I know that as the back of my hand. I mean,

To my surprise, not as easy as I expected it to be. But becomes way trival once you have the correct readings.

Motivation

The journey starts when I tried getting started looking into V8's source code. I started with @danbev's great repo. I hit a roadblock once I started looking into taggedimpl which is the basis of most memory structures that V8 uses. I cloned the repo, pulled up the code. I see roughly this:

template <HeapObjectReferenceType kRefType, typename StorageType>
class TaggedImpl {
 public:
  static_assert(std::is_same<StorageType, Address>::value ||
                    std::is_same<StorageType, Tagged_t>::value,
                "StorageType must be either Address or Tagged_t");
                
  static const bool kIsFull = sizeof(StorageType) == kSystemPointerSize;

  static const bool kCanBeWeak = kRefType == HeapObjectReferenceType::WEAK;

  constexpr TaggedImpl() : ptr_{} {}
  explicit constexpr TaggedImpl(StorageType ptr) : ptr_(ptr) {}

  // Make clang on Linux catch what MSVC complains about on Windows:
  operator bool() const = delete;

  template <typename U>
  constexpr bool operator==(TaggedImpl<kRefType, U> other) const {
    static_assert(
        std::is_same<U, Address>::value || std::is_same<U, Tagged_t>::value,
        "U must be either Address or Tagged_t");
    return static_cast<Tagged_t>(ptr_) == static_cast<Tagged_t>(other.ptr());
  }
// yada yada yada.....

In a few words, below are the things I don't quite understand:

  • Line 1: HeapObjectReferenceType kRefType what's with the fixed looking enum getting passed into the template.
  • Line 4: static_assert, well that's something I've never seen before. I won't what that does.
  • Line 12: constexpr TaggedImpl() : ptr_{} {}, what's this weird constructor which is initialized with curly braces? What is this _ptr thing?
  • Line 23: static_cast<>, what's this weird cast?

Me by this point,

I guess we need to go do some brushup on our C++ Skills. Upon more research, most of it turned out to be pretty simple C++11 stuff. We'll be discussing a little more things than what's required to answer the questions above.

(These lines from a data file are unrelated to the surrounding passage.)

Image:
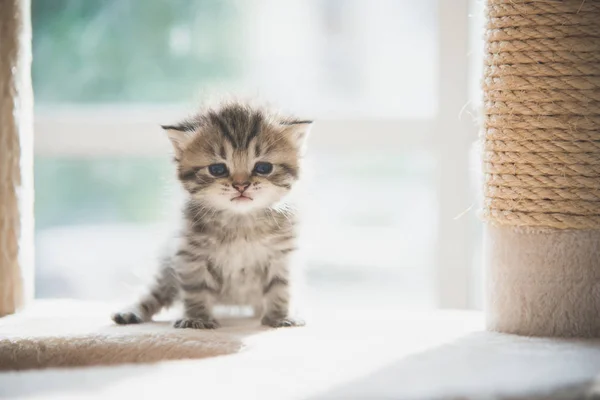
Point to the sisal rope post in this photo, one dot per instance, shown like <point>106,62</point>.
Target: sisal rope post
<point>542,167</point>
<point>16,156</point>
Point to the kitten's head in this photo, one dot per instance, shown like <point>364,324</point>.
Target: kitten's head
<point>237,157</point>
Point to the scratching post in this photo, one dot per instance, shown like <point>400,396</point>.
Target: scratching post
<point>16,156</point>
<point>542,167</point>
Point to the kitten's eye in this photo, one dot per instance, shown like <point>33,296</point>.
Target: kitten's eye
<point>263,168</point>
<point>217,169</point>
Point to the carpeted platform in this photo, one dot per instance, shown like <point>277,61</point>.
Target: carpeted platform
<point>348,355</point>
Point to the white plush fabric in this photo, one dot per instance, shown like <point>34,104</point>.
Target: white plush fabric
<point>543,282</point>
<point>358,354</point>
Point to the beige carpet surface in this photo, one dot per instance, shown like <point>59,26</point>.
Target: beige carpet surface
<point>347,355</point>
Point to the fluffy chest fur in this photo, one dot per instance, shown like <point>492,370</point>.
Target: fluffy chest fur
<point>243,253</point>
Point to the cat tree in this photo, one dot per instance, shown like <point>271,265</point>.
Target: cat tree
<point>16,155</point>
<point>542,167</point>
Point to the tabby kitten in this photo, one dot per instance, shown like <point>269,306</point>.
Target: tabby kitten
<point>237,164</point>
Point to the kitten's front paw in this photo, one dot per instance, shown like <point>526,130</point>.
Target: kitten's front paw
<point>128,317</point>
<point>282,322</point>
<point>196,323</point>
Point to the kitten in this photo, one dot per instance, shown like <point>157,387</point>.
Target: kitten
<point>237,165</point>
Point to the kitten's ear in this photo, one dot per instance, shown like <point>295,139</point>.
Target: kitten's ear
<point>179,135</point>
<point>299,130</point>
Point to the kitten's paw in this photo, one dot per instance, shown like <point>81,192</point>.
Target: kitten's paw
<point>125,318</point>
<point>196,323</point>
<point>282,322</point>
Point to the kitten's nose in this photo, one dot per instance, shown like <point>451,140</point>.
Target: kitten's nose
<point>241,186</point>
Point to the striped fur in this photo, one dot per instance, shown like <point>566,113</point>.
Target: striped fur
<point>232,251</point>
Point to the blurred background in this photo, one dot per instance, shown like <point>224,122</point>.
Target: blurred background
<point>391,191</point>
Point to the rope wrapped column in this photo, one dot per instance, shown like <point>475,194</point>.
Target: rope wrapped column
<point>542,167</point>
<point>16,156</point>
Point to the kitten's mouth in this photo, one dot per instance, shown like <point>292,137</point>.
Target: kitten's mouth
<point>242,198</point>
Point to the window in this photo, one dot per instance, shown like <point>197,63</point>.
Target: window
<point>107,73</point>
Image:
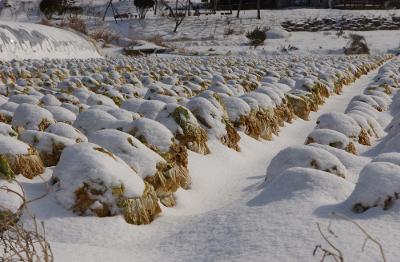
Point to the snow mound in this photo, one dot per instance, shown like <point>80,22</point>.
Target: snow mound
<point>143,160</point>
<point>34,41</point>
<point>9,201</point>
<point>340,123</point>
<point>331,138</point>
<point>393,157</point>
<point>378,186</point>
<point>32,117</point>
<point>88,164</point>
<point>305,156</point>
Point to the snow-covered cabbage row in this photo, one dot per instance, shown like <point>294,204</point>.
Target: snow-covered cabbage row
<point>34,41</point>
<point>338,137</point>
<point>117,131</point>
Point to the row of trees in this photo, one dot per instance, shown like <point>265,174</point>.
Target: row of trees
<point>51,7</point>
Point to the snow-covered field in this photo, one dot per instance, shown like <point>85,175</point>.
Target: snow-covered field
<point>33,41</point>
<point>232,154</point>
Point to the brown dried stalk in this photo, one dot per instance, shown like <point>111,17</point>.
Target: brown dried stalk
<point>18,243</point>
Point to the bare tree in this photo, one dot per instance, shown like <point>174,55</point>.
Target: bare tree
<point>16,242</point>
<point>178,12</point>
<point>334,252</point>
<point>239,8</point>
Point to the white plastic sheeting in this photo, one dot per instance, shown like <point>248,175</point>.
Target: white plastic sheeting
<point>34,41</point>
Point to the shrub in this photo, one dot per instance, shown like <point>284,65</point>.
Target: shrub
<point>357,45</point>
<point>143,6</point>
<point>76,23</point>
<point>105,35</point>
<point>257,36</point>
<point>50,7</point>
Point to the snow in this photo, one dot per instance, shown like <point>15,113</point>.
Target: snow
<point>304,156</point>
<point>339,122</point>
<point>7,130</point>
<point>43,141</point>
<point>152,132</point>
<point>10,145</point>
<point>84,162</point>
<point>230,213</point>
<point>10,201</point>
<point>128,148</point>
<point>34,41</point>
<point>378,182</point>
<point>68,131</point>
<point>329,137</point>
<point>101,120</point>
<point>31,116</point>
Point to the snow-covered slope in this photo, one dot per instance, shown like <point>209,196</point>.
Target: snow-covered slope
<point>33,41</point>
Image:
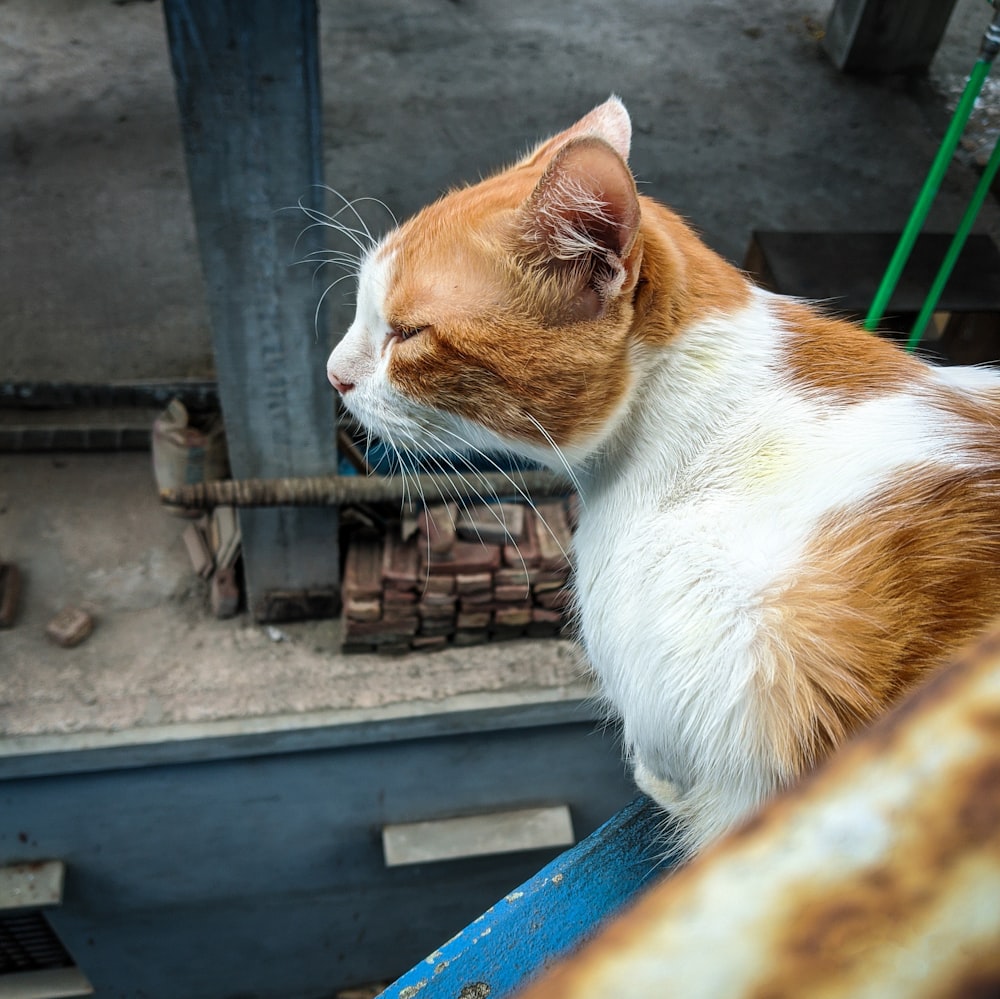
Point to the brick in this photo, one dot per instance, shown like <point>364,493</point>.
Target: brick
<point>378,632</point>
<point>363,567</point>
<point>430,601</point>
<point>224,594</point>
<point>436,629</point>
<point>506,633</point>
<point>400,565</point>
<point>363,610</point>
<point>543,629</point>
<point>473,619</point>
<point>492,523</point>
<point>475,582</point>
<point>512,593</point>
<point>514,576</point>
<point>541,615</point>
<point>429,643</point>
<point>356,648</point>
<point>466,557</point>
<point>554,599</point>
<point>398,597</point>
<point>514,617</point>
<point>436,525</point>
<point>198,551</point>
<point>525,551</point>
<point>438,585</point>
<point>70,627</point>
<point>395,648</point>
<point>10,593</point>
<point>471,637</point>
<point>554,543</point>
<point>471,601</point>
<point>549,581</point>
<point>395,618</point>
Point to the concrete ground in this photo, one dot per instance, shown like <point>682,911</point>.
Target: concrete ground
<point>740,123</point>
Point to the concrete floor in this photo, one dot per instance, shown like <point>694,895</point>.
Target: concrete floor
<point>741,123</point>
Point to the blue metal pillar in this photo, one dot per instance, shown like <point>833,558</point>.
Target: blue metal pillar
<point>248,91</point>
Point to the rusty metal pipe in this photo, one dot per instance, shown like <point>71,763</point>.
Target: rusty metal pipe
<point>877,877</point>
<point>336,490</point>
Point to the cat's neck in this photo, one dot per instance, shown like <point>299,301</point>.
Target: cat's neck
<point>702,336</point>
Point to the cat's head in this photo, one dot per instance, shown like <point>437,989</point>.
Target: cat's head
<point>500,314</point>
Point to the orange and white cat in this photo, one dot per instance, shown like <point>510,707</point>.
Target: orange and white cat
<point>785,522</point>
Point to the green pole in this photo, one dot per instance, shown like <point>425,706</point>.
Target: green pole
<point>927,193</point>
<point>958,241</point>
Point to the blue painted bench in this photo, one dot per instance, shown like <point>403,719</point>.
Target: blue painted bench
<point>550,914</point>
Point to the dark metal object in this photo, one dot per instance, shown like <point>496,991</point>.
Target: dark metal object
<point>335,490</point>
<point>886,36</point>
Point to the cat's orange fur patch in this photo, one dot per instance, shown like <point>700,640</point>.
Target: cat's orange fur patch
<point>884,597</point>
<point>841,360</point>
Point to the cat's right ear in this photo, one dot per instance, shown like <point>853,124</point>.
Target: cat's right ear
<point>609,121</point>
<point>581,226</point>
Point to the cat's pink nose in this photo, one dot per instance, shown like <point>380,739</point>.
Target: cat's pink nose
<point>340,386</point>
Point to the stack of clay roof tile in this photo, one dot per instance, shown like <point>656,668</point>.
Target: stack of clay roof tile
<point>451,576</point>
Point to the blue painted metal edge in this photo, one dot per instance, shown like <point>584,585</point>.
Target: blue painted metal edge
<point>549,914</point>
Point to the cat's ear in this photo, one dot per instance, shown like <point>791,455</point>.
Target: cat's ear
<point>582,223</point>
<point>608,121</point>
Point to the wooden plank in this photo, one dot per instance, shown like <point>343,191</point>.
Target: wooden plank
<point>886,36</point>
<point>248,92</point>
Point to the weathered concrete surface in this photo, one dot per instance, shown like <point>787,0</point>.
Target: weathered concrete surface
<point>741,123</point>
<point>88,530</point>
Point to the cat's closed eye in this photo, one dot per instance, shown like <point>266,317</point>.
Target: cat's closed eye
<point>399,332</point>
<point>402,332</point>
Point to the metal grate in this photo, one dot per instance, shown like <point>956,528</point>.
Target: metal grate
<point>28,943</point>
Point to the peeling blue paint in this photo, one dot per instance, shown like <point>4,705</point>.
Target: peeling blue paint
<point>499,951</point>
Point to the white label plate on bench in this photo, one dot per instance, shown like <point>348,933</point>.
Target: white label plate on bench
<point>477,835</point>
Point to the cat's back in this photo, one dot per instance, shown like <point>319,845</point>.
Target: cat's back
<point>832,534</point>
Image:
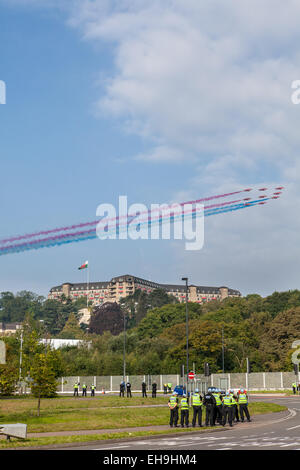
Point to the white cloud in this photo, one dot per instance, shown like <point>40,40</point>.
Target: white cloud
<point>210,82</point>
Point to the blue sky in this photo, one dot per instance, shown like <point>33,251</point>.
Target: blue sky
<point>157,102</point>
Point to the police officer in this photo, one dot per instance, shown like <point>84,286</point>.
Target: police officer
<point>243,405</point>
<point>144,389</point>
<point>184,411</point>
<point>122,389</point>
<point>235,411</point>
<point>209,402</point>
<point>197,408</point>
<point>173,405</point>
<point>76,388</point>
<point>218,408</point>
<point>128,389</point>
<point>227,409</point>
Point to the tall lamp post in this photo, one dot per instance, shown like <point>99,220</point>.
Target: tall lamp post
<point>187,331</point>
<point>124,348</point>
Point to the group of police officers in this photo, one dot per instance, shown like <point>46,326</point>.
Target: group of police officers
<point>230,407</point>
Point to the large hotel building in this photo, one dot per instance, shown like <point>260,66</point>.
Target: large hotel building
<point>122,286</point>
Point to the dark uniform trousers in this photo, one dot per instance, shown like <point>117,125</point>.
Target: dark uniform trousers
<point>174,416</point>
<point>218,414</point>
<point>227,411</point>
<point>209,418</point>
<point>184,418</point>
<point>244,409</point>
<point>235,413</point>
<point>197,411</point>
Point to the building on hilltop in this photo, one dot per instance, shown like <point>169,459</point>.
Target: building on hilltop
<point>9,328</point>
<point>122,286</point>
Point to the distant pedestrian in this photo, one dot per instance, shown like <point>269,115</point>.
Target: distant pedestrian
<point>122,389</point>
<point>218,408</point>
<point>243,405</point>
<point>173,405</point>
<point>144,389</point>
<point>227,409</point>
<point>184,411</point>
<point>235,411</point>
<point>128,389</point>
<point>197,408</point>
<point>209,402</point>
<point>76,388</point>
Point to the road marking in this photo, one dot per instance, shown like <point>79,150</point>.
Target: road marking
<point>289,445</point>
<point>113,448</point>
<point>294,427</point>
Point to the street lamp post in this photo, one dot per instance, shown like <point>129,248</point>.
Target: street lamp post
<point>223,355</point>
<point>124,348</point>
<point>187,331</point>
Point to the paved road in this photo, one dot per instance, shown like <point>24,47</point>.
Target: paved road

If you're a smarty pant (@mckade) and already know what's going in these lines, feel free to skim, skip over and move to the next article. For the rest of us, let's get going. Here's a link you might want to skim through just to sanity check.

Understanding the new parts of C++11/14

I referred to articles and videos from all over the internet which I will link.

Before I start, below are three recomendations (in order):

I highly recommend reading the first two readings before moving ahead. Now let's take a look at a few new features and then we'll circle back to the things we initially didn't understand well.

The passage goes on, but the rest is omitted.